A group action is faithful if the homomorphism $G \to S_X$ is injective. This is the case for these actions, because different permutations in $S_3$ act "differently" on the elements of $\{1,2,3\}$ and $\{1,2,3,4\}$.

Answer 2

Recall that a group action can be defined as follows. Let $X$ be a set and denote by $Sym(X)$ the group of all permutations of $X.$ Then an action of a group $G$ on the set $X$ is a group homomorphism $\varrho: G \rightarrow Sym(X).$ Then, the action $\varrho$ is called faithful if $ker\ \varrho = \{1_G\},$ as you noted in your question.

Now, the group $S_3$ acts "naturally" on the set $X := \{1,2,3\},$ i.e. that's one way to define $S_3.$ Clearly, an element $\sigma$ of $S_3$ acts trivially (i.e. as the identity) on $X$ iff $\sigma = 1_{S_3}.$ More formally, we have for $\sigma \in S_3$ that $\sigma \in ker\ \varrho = \{\tau \in S_3|\varrho(\tau)=id_X\} \Leftrightarrow \varrho(\sigma) = id_X \Leftrightarrow \sigma$ acts as the identity on $X \Leftrightarrow \sigma = 1_{S_3}.$ So we have shown that $ker\ \varrho = \{1_{S_3}\}$ and thus, this action is faithful.

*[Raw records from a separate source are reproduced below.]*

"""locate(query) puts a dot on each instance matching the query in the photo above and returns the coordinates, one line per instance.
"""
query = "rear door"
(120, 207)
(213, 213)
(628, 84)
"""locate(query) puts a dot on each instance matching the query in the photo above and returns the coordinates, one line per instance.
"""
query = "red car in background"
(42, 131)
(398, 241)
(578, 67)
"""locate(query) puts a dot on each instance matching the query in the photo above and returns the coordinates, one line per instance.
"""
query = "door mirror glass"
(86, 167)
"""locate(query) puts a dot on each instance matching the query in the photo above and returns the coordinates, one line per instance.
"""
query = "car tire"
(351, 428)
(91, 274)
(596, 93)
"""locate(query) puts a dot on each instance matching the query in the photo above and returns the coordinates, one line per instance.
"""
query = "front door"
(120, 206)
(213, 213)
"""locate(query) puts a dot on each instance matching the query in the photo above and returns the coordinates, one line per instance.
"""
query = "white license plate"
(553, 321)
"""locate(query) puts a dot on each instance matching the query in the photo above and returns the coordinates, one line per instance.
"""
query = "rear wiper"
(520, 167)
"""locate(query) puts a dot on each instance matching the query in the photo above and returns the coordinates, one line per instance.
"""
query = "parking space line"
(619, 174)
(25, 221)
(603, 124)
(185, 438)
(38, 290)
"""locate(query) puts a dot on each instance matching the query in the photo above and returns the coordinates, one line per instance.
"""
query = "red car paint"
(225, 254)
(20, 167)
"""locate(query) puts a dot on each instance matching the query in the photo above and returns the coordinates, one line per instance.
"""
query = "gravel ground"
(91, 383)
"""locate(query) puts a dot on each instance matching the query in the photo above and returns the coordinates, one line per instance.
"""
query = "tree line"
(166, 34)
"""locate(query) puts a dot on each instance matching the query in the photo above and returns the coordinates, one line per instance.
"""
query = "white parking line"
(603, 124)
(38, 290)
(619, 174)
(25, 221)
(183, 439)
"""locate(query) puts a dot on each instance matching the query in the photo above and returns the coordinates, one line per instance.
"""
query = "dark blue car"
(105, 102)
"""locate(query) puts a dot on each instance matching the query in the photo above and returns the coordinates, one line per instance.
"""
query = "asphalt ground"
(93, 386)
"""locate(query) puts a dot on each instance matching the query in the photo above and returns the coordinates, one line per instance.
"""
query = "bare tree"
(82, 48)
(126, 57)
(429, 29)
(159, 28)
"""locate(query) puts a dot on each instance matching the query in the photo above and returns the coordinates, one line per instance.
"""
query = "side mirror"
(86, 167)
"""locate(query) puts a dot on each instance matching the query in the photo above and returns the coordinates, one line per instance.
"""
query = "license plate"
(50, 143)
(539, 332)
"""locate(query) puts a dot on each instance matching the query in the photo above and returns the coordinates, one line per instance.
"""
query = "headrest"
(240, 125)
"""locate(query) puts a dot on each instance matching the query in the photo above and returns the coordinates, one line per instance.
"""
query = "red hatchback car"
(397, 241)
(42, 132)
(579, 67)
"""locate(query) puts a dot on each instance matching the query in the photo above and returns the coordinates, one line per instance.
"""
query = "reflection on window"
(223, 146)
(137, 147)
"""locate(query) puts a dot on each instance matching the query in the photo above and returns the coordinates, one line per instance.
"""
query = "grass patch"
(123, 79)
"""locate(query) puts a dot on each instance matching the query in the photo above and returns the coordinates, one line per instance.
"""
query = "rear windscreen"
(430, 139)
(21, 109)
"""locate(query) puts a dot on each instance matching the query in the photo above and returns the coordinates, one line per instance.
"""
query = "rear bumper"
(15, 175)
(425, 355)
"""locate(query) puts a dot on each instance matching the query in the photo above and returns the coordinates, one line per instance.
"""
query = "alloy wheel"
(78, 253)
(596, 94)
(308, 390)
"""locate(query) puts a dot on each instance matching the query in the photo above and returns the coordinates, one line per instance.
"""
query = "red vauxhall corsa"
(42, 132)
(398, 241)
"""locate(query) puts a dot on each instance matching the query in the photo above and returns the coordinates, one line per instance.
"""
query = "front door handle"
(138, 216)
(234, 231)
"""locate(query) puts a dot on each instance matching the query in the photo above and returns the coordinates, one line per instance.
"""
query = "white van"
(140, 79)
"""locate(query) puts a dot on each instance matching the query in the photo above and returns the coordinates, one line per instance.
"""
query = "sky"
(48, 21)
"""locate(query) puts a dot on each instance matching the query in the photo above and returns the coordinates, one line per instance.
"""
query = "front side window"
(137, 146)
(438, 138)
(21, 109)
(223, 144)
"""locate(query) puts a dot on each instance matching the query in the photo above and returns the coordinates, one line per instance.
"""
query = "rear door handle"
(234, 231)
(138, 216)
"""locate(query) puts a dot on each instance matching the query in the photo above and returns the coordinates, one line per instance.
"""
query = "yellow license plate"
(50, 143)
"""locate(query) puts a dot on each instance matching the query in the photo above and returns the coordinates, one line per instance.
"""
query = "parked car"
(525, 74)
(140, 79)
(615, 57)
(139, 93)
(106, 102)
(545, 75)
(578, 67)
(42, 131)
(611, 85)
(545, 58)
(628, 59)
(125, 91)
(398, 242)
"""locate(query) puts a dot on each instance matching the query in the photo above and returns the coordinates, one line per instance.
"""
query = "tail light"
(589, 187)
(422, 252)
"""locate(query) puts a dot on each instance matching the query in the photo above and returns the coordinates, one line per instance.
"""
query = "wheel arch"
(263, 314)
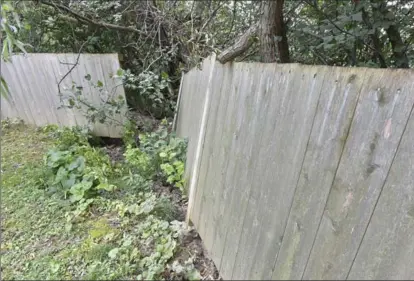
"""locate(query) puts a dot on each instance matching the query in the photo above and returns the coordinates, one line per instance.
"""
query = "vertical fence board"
(334, 115)
(233, 112)
(383, 109)
(387, 250)
(287, 153)
(209, 161)
(270, 93)
(293, 162)
(237, 193)
(216, 160)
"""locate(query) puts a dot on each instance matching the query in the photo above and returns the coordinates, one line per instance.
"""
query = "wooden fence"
(34, 96)
(301, 172)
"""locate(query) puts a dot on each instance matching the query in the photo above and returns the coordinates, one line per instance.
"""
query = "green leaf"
(113, 253)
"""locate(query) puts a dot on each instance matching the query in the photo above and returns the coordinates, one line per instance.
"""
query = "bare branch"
(73, 65)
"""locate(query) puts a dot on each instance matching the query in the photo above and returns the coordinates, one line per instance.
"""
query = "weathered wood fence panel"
(303, 172)
(34, 96)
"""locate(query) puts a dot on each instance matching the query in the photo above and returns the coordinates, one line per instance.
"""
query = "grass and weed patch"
(69, 212)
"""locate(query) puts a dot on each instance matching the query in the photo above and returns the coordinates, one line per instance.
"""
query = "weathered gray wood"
(278, 163)
(34, 93)
(387, 250)
(268, 102)
(238, 193)
(285, 155)
(229, 147)
(219, 159)
(376, 130)
(210, 161)
(195, 193)
(335, 110)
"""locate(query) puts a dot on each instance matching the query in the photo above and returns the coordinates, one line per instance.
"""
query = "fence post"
(200, 141)
(177, 107)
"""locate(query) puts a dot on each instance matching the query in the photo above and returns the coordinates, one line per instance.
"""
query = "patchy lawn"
(113, 221)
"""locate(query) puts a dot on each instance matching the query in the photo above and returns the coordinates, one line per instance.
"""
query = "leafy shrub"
(160, 153)
(74, 169)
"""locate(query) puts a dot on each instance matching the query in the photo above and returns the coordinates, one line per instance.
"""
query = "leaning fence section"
(304, 172)
(36, 99)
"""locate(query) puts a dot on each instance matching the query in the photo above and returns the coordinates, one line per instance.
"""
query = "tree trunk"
(270, 28)
(282, 43)
(397, 44)
(267, 31)
(376, 43)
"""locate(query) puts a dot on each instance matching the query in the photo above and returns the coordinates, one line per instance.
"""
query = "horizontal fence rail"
(304, 172)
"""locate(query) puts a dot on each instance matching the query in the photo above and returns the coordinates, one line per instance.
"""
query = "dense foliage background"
(157, 40)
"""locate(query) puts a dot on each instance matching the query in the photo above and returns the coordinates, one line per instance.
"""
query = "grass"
(127, 236)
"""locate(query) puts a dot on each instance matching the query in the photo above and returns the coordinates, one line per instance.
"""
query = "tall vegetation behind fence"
(301, 172)
(34, 96)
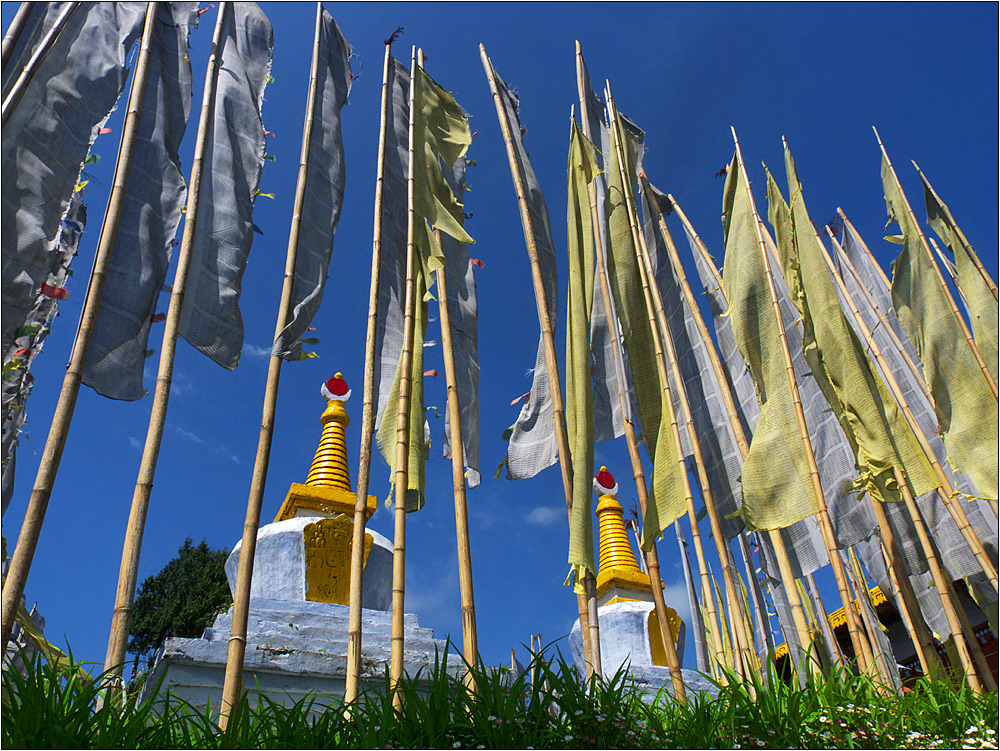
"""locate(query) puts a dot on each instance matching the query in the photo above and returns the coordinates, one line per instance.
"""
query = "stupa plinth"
(630, 631)
(299, 595)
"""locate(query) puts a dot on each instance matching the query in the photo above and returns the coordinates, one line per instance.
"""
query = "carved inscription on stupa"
(328, 559)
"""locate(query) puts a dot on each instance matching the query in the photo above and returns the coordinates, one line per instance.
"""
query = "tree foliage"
(181, 600)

Moreover, the set $X$ from the preceding paragraph is obviously a subset of the set $Y := \{1,2,3,4\}.$ With this observation, we can extend the action of $S_3$ on $X \subseteq Y$ to an action of $S_3$ on $Y$ by stipulating that any element of $S_3$ fixes any element of $Y\setminus X.$ More formally, we define $\widetilde\varrho:S_3\rightarrow Sym(Y)$ by the following rule. For $\sigma \in S_3$ and $m \in Y,$ we put $(\widetilde\varrho(\sigma))(m) = (\varrho(\sigma))(m)$ if $m \in X \subseteq Y$ and $(\widetilde\varrho(\sigma))(m) = m$ if $m \in Y\setminus X.$ You should convince yourself that $\widetilde\varrho$ is indeed a group homomorphism.

With this extended action of $S_3$ on $Y$, we get for $\sigma \in S_3$ that $\widetilde\varrho(\sigma) = id_Y \Leftrightarrow \sigma$ fixes every element of $Y \Rightarrow \sigma$ fixes every element of $X \Leftrightarrow \sigma = 1_{S_3},$ by our above considerations. Thus we have shown that $\widetilde\varrho$ is faithful.

Finally, you mention an action of $S_3$ on the set $Z := \{A,B\}.$ I have no idea what that would be.